The result has been an epidemic of “upcoding”—diagnosing conditions for which patients are never actually treated. Federal and state investigators have found repeated cases of this scam, totalling $2.6 billion in 2017 alone. United Health and Humana are among the worst offenders. The scam is easy to pull off, because accurate “risk adjustment” is almost impossible, and insurance companies are in business to make money.
“When we talk about Medicare for all,” says an analyst for the Kaiser Family Foundation, “people may not realize that we already have a Medicare program that is coming to be dominated by some very large private insurance companies.” Incredibly, the march towards privatized Medicare is not happening fast enough for some government policy makers. The Trump administration created a program called Direct Contracting Entities that enrolled people on Medicare in private plans without their consent or even knowledge. It provoked a storm of protest, and many hoped Biden would get rid of it. Instead, he rebranded it (it’s now called Realizing Equity, Access, and Community Health, or REACH) and made some essentially cosmetic changes that are supposed to encourage insurers to expand their markets into currently underserved communities.

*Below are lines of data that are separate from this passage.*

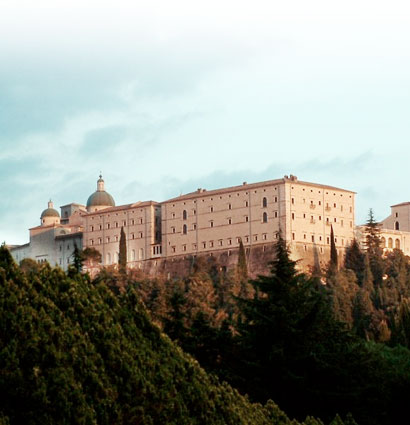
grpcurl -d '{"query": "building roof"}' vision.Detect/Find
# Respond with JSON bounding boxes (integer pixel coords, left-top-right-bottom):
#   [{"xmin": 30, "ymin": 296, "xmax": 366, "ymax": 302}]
[{"xmin": 164, "ymin": 177, "xmax": 356, "ymax": 203}]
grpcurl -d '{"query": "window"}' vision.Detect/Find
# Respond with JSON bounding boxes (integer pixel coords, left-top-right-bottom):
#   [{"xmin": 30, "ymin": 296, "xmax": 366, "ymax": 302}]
[{"xmin": 262, "ymin": 198, "xmax": 268, "ymax": 208}]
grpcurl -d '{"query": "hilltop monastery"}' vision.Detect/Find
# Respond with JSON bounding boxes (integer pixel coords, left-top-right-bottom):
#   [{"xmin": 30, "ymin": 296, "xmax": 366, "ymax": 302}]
[{"xmin": 11, "ymin": 175, "xmax": 410, "ymax": 272}]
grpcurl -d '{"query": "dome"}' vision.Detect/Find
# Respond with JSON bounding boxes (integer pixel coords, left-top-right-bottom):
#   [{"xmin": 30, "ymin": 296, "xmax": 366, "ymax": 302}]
[
  {"xmin": 87, "ymin": 175, "xmax": 115, "ymax": 211},
  {"xmin": 40, "ymin": 201, "xmax": 60, "ymax": 219}
]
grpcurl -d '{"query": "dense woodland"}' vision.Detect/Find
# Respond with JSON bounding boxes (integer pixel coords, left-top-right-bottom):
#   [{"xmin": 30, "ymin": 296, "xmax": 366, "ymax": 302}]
[{"xmin": 0, "ymin": 213, "xmax": 410, "ymax": 425}]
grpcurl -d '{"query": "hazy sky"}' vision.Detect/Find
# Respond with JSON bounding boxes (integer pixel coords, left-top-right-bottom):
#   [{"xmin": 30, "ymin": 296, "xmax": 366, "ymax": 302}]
[{"xmin": 0, "ymin": 0, "xmax": 410, "ymax": 244}]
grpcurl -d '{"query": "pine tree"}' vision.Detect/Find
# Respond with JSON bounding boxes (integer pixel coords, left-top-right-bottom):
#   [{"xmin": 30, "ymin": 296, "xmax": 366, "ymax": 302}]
[
  {"xmin": 236, "ymin": 239, "xmax": 249, "ymax": 298},
  {"xmin": 118, "ymin": 227, "xmax": 127, "ymax": 273},
  {"xmin": 365, "ymin": 208, "xmax": 384, "ymax": 286},
  {"xmin": 345, "ymin": 238, "xmax": 365, "ymax": 285},
  {"xmin": 329, "ymin": 226, "xmax": 338, "ymax": 273}
]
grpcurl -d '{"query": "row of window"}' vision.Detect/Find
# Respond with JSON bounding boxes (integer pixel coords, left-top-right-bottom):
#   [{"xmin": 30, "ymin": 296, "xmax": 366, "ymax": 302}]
[
  {"xmin": 171, "ymin": 211, "xmax": 278, "ymax": 235},
  {"xmin": 90, "ymin": 232, "xmax": 144, "ymax": 245},
  {"xmin": 292, "ymin": 213, "xmax": 353, "ymax": 228},
  {"xmin": 292, "ymin": 232, "xmax": 345, "ymax": 246},
  {"xmin": 380, "ymin": 238, "xmax": 400, "ymax": 249}
]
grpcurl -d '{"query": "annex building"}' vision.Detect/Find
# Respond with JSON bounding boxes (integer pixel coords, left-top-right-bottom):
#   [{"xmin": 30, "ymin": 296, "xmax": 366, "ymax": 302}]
[{"xmin": 11, "ymin": 175, "xmax": 362, "ymax": 270}]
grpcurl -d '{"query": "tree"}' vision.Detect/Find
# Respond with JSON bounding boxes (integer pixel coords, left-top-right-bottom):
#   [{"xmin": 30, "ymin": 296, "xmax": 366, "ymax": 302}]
[
  {"xmin": 236, "ymin": 239, "xmax": 249, "ymax": 298},
  {"xmin": 72, "ymin": 243, "xmax": 84, "ymax": 273},
  {"xmin": 118, "ymin": 227, "xmax": 127, "ymax": 274},
  {"xmin": 345, "ymin": 238, "xmax": 365, "ymax": 285},
  {"xmin": 329, "ymin": 226, "xmax": 338, "ymax": 274}
]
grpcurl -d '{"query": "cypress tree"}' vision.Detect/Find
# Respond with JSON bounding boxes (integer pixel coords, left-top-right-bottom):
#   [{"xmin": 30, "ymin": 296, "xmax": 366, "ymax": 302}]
[{"xmin": 118, "ymin": 227, "xmax": 127, "ymax": 273}]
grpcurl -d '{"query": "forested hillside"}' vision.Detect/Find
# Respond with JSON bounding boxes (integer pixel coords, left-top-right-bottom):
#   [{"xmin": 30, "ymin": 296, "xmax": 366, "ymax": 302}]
[{"xmin": 0, "ymin": 247, "xmax": 355, "ymax": 425}]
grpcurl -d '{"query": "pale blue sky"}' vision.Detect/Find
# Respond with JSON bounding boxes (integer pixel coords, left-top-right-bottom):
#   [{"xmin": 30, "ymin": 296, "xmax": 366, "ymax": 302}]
[{"xmin": 0, "ymin": 0, "xmax": 410, "ymax": 244}]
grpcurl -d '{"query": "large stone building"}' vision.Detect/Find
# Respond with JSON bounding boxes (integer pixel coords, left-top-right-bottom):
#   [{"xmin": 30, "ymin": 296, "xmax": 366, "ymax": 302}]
[{"xmin": 12, "ymin": 175, "xmax": 358, "ymax": 270}]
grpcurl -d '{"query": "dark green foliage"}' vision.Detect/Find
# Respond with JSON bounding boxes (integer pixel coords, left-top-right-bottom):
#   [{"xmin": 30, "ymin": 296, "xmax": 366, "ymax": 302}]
[
  {"xmin": 72, "ymin": 244, "xmax": 84, "ymax": 273},
  {"xmin": 0, "ymin": 248, "xmax": 320, "ymax": 425},
  {"xmin": 118, "ymin": 227, "xmax": 127, "ymax": 273},
  {"xmin": 365, "ymin": 209, "xmax": 384, "ymax": 286}
]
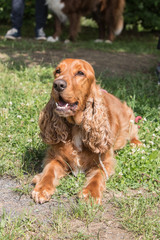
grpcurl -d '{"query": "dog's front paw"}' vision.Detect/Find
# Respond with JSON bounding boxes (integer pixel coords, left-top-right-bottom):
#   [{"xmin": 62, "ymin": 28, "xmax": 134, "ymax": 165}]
[
  {"xmin": 79, "ymin": 188, "xmax": 102, "ymax": 204},
  {"xmin": 32, "ymin": 186, "xmax": 54, "ymax": 204}
]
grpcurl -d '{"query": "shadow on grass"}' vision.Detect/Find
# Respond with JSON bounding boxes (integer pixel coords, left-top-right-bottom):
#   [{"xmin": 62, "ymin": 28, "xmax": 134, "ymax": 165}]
[{"xmin": 22, "ymin": 145, "xmax": 46, "ymax": 175}]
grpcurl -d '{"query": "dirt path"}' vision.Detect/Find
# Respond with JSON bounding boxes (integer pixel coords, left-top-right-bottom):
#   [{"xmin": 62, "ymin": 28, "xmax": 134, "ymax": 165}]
[
  {"xmin": 0, "ymin": 177, "xmax": 134, "ymax": 240},
  {"xmin": 0, "ymin": 48, "xmax": 158, "ymax": 75}
]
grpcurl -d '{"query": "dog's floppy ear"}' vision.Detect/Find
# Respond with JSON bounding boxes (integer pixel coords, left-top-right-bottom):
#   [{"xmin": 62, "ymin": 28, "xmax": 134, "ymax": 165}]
[
  {"xmin": 82, "ymin": 84, "xmax": 112, "ymax": 153},
  {"xmin": 39, "ymin": 97, "xmax": 68, "ymax": 145}
]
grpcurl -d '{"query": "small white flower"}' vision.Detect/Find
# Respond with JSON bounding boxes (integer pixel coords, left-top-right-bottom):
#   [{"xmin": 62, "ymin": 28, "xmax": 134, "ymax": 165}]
[
  {"xmin": 119, "ymin": 172, "xmax": 123, "ymax": 176},
  {"xmin": 141, "ymin": 150, "xmax": 145, "ymax": 153}
]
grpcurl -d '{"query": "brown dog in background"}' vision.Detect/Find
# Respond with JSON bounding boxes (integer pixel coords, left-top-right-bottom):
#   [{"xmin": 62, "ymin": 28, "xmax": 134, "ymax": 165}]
[
  {"xmin": 46, "ymin": 0, "xmax": 125, "ymax": 43},
  {"xmin": 32, "ymin": 59, "xmax": 141, "ymax": 203}
]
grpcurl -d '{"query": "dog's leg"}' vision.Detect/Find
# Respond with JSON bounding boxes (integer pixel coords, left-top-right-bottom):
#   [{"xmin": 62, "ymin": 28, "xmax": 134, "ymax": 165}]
[
  {"xmin": 32, "ymin": 159, "xmax": 66, "ymax": 204},
  {"xmin": 79, "ymin": 149, "xmax": 115, "ymax": 204}
]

What can we do, besides demanding an end to REACH? One solution was inserted into Biden’s Build Back Better package but failed to make it into the version that passed the House. It would have expanded traditional Medicare coverage to include vision, dental, and hearing, essentially making Medicare Advantage plans unnecessary. Another, perhaps more likely, is allowing Medicare to negotiate prices with the drug companies. The Veterans Health Administration already does.
But ultimately, we need to take the profit motive out of health care altogether. If the slogan “Medicare for All” has become increasingly problematic, let’s just say “Guaranteed Health Care for All” instead. Let’s insist that health care is not a commodity but a human right, and that patients are not “consumers” but human beings. If we truly value human life, the language of the market has no place in the business of healing.
Author’s Bio: Peter Shapiro is a retired letter carrier. He served as labor editor of Unity and currently sits on the board of Healthy California Now, a statewide single payer coalition. He is a delegate to the Alameda Labor Council, representing the California Alliance for Retired Americans.